A essere pessimisti, a guardare il bicchiere mezzo vuoto, Serena non vince un Major dagli Australian Open 2017, quand’era incinta della sua Olympia. Poi, dopo una quasi miracolosa ripresa dai problemi post-parto, s’è arresa in addirittura quattro finali Slam, cioè negli ultimi due Wimbledon e Us Open consecutivi.

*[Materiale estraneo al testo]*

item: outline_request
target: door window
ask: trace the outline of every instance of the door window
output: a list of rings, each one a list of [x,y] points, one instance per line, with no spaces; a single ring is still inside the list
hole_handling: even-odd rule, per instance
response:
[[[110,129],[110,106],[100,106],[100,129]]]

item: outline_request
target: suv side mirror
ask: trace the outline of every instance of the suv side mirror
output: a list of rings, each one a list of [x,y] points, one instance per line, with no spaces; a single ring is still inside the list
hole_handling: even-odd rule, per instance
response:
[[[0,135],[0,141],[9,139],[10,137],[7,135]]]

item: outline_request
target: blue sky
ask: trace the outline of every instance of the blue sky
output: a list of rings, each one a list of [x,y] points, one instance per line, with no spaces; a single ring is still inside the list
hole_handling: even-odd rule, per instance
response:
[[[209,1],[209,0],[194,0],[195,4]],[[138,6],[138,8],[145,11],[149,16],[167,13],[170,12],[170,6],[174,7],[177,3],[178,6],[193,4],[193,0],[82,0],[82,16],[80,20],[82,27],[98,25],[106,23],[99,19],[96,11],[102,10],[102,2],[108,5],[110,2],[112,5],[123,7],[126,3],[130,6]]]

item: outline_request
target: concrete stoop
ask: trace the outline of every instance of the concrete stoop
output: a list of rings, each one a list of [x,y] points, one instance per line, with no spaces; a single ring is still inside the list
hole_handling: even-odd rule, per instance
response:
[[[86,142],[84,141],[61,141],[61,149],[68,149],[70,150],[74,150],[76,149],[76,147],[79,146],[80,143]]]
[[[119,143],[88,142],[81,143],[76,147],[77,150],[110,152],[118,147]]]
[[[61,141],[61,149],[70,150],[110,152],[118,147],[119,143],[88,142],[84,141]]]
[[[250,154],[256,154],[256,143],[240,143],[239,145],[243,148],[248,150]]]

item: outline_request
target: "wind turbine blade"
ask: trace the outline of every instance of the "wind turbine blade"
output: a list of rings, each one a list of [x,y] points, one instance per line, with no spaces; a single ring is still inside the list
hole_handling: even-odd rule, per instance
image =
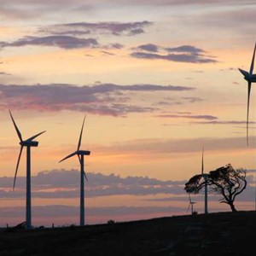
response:
[[[20,147],[20,154],[19,154],[19,157],[18,157],[18,161],[17,161],[16,170],[15,170],[15,180],[14,180],[14,185],[13,185],[13,190],[15,190],[15,187],[16,177],[17,177],[19,164],[20,164],[20,157],[21,157],[21,154],[22,154],[22,149],[23,149],[23,146]]]
[[[26,142],[32,142],[34,138],[36,138],[37,137],[38,137],[39,135],[41,135],[42,133],[45,132],[46,131],[41,131],[37,135],[32,136],[32,137],[28,138],[27,140],[26,140]]]
[[[61,159],[61,160],[59,161],[59,163],[61,163],[61,162],[64,161],[65,160],[67,160],[67,159],[68,159],[68,158],[70,158],[70,157],[72,157],[72,156],[73,156],[73,155],[76,155],[76,154],[77,154],[77,151],[75,151],[75,152],[73,152],[73,153],[72,153],[72,154],[67,155],[66,157],[64,157],[63,159]]]
[[[11,117],[12,120],[13,120],[13,123],[14,123],[14,125],[15,125],[15,130],[16,130],[16,132],[17,132],[17,134],[18,134],[18,137],[19,137],[19,138],[20,138],[20,141],[22,142],[21,133],[20,133],[20,130],[19,130],[19,128],[18,128],[18,126],[17,126],[17,125],[16,125],[16,123],[15,123],[15,119],[14,119],[14,118],[13,118],[13,115],[12,115],[11,112],[9,111],[9,114],[10,114],[10,117]]]
[[[248,82],[248,96],[247,96],[247,146],[249,145],[249,138],[248,138],[248,125],[249,125],[249,105],[250,105],[250,94],[251,94],[251,87],[252,83]]]
[[[80,146],[81,146],[81,141],[82,141],[82,135],[83,135],[83,130],[84,130],[84,120],[85,120],[86,115],[84,115],[82,128],[81,128],[81,132],[80,132],[80,137],[79,140],[79,145],[78,145],[78,150],[79,150]]]
[[[204,174],[204,147],[201,154],[201,175]]]
[[[252,59],[252,63],[251,63],[250,75],[253,74],[253,68],[254,68],[255,49],[256,49],[256,44],[255,44],[255,46],[254,46],[254,50],[253,50],[253,59]]]
[[[245,71],[245,70],[243,70],[241,68],[238,68],[238,70],[243,74],[243,76],[245,78],[247,78],[249,76],[249,73],[247,71]]]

Lei che prima ne aveva perse appena 6.
Anche lei, come Novak Djokovic, per motivi diversi dal campione serbo, perché sta combattendo soprattutto contro se stessa, il suo fisico, inclusa l’insufficienza polmonare che si porta dietro, e il pensiero che la corrode mentre il tempo passa, comunque, inesorabile insieme al suo sogno di immoralità sportiva.
E cioè, a quota 23 Slam, allo storico Major numero 24 che la appaierebbe all’incredibile quanto improprio record di Margaret Smith Court. Perché nel computo della fantastica australiana ci sono ben 11 titoli agli Australian Open, molti dei quali quando nel torneo era la “Gamba Zoppa dello Slam” ed era disertata dai più forti.

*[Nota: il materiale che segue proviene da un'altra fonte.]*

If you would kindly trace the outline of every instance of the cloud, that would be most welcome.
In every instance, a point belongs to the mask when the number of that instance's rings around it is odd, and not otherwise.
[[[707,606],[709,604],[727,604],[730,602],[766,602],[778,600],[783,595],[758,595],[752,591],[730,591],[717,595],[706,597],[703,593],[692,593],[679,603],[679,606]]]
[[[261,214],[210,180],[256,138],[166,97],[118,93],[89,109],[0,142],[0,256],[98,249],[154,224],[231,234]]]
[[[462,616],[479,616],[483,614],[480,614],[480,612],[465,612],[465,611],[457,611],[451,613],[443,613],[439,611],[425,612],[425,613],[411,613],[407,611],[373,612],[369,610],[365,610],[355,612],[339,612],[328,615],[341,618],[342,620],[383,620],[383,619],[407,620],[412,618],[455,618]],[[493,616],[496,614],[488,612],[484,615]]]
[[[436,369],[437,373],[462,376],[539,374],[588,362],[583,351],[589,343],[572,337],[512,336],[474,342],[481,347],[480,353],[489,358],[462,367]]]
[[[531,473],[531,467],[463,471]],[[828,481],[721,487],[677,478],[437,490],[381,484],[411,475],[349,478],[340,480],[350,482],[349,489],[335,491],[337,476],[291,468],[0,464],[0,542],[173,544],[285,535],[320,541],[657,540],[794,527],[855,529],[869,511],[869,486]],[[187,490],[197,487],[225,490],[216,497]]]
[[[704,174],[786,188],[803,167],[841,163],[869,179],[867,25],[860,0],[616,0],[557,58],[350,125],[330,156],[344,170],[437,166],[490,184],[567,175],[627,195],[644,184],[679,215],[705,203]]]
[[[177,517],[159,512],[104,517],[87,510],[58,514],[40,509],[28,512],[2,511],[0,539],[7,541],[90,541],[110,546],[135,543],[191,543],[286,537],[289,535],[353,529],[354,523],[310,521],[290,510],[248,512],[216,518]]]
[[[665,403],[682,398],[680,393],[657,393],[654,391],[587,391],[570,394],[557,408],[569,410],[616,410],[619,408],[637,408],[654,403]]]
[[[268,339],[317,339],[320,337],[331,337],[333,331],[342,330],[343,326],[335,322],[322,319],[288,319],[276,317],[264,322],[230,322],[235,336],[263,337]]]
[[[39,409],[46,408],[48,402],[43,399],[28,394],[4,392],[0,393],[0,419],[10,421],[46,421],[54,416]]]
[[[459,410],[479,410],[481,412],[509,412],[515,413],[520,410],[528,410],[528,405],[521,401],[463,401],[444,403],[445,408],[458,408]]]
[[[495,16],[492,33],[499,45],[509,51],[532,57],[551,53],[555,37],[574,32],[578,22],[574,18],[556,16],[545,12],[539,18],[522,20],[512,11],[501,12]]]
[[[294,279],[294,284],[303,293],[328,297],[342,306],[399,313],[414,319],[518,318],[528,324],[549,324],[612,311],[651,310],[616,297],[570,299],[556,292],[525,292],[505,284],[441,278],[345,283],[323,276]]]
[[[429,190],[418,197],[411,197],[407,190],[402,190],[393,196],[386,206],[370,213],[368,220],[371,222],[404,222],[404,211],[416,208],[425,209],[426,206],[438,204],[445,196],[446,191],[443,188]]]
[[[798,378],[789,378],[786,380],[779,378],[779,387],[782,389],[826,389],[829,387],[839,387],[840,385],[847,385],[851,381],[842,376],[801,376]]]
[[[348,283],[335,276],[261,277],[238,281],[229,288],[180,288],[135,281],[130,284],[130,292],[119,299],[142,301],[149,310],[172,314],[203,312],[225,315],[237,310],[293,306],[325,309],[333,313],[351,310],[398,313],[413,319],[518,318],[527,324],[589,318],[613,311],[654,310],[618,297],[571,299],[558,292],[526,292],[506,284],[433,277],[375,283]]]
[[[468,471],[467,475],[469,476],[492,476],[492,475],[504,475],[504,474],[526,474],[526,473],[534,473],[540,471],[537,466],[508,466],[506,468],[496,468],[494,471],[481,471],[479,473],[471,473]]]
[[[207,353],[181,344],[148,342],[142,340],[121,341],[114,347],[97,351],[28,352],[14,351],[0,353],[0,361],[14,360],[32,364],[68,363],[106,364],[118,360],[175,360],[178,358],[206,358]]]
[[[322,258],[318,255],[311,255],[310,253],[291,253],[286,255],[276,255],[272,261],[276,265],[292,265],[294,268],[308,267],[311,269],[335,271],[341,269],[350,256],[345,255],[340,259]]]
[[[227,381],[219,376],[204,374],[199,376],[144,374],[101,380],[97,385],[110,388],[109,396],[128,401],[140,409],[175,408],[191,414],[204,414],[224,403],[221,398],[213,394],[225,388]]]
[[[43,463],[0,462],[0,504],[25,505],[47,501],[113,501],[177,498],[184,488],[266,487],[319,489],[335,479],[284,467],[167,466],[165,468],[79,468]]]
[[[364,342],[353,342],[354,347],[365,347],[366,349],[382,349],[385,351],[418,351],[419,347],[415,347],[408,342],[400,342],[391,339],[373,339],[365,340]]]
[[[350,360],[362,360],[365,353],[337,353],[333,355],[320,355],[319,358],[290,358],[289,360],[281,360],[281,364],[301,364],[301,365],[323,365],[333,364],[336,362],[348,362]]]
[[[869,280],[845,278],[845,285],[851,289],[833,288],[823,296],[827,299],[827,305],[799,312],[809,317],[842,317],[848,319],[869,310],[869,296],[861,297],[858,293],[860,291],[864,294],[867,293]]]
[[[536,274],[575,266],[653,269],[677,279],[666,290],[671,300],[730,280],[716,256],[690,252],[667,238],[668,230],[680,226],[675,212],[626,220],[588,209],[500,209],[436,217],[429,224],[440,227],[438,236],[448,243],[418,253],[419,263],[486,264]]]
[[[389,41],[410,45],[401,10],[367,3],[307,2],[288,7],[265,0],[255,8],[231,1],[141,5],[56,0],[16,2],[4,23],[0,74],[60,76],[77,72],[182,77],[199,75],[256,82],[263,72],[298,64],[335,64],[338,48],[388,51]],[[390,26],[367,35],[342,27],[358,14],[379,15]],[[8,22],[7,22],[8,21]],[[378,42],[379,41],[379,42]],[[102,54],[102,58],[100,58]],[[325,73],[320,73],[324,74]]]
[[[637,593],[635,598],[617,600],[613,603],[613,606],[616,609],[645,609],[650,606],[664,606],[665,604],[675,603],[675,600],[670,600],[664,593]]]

L’ultima Serena ha una determinazione in più: contro Pironkova è stata in evidente difficoltà per un set e qualcosa. “Sentivo le gambe un po’ pesanti, ero come affaticata, non mi buttavo giù, ma sentivo che dovevo trovare il modo per giocare più veloce”.
Soffriva soprattutto sul lato sinistro, col rovescio e così, a metà del secondo set, mentre sbuffava e soffriva ad ogni spostamento, quando sembrava di essere lì lì per crollare e non rialzarsi più, ha dato invece un colpo di barra, forse psicologicamente decisivo, sicuramente feroce, dei suoi, quand’ha risposto a una servizio della bulgara colpendo a una sola mano, con la sinistra, stupendo per prima l’avversaria. “A quel punto stavo lottando così duramente, qualche volta in allentamento colpisco anche di sinistro, ma non apposta e avevo notato giorni fa che avevo fatto un dritto di sinistro davvero super intenso e mi è tornato fuori anche in partita. Del resto in un quarto dello Slam cerchi di fare tutto quello che puoi, sia con la destra che con la sinistra”.
Poi, nel terzo set, ha concesso anche il bis, su uno degli scambi più appassionanti del match, ribadendo di essere sempre la vecchia leonessa e ancora la vera regina del torneo dove, dal 2011, è arrivata almeno in semifinale nove volte su nove (nel 2017 ha disertato). “Sento di essere ok, sono pronta a giocare tre set anche a ogni partita se proprio devo. Non importa, una vittoria è una vittoria”, ha commentato la terza affermazione di fila al terzo set.
Non ha l’ambizione di essere perfetta come quando cominciò la sua avventura nel tennis professionistico nel 1995, e già nel 1999 firmava il primo dei suoi sei trionfi a New York in dieci finali. Di più anche di più. Perché disperata, una volta riguadagnato quel decisivo metro di campo che aveva concesso nel primo set, s’è aggrappata alla sua arma paralizzante, il servizio, ricavandone 20 ace, più di quanto fosse più riuscita da otto anni in qua (dai 24 contro Azarenka nelle semifinali di Wimbledon 2012), per auto-promuoversi alla semifinale numero 14 agli Us Open. Dalla ripresa dopo il lockdown, in dieci partite, Serena vanta otto vittorie e due sconfitte, otto volte è stata costretta al terzo set, sette volte ha dovuto giocare più di due ore. Collezionando un altro record da tenere a mente: 44 partite vinte dopo aver perso il primo set.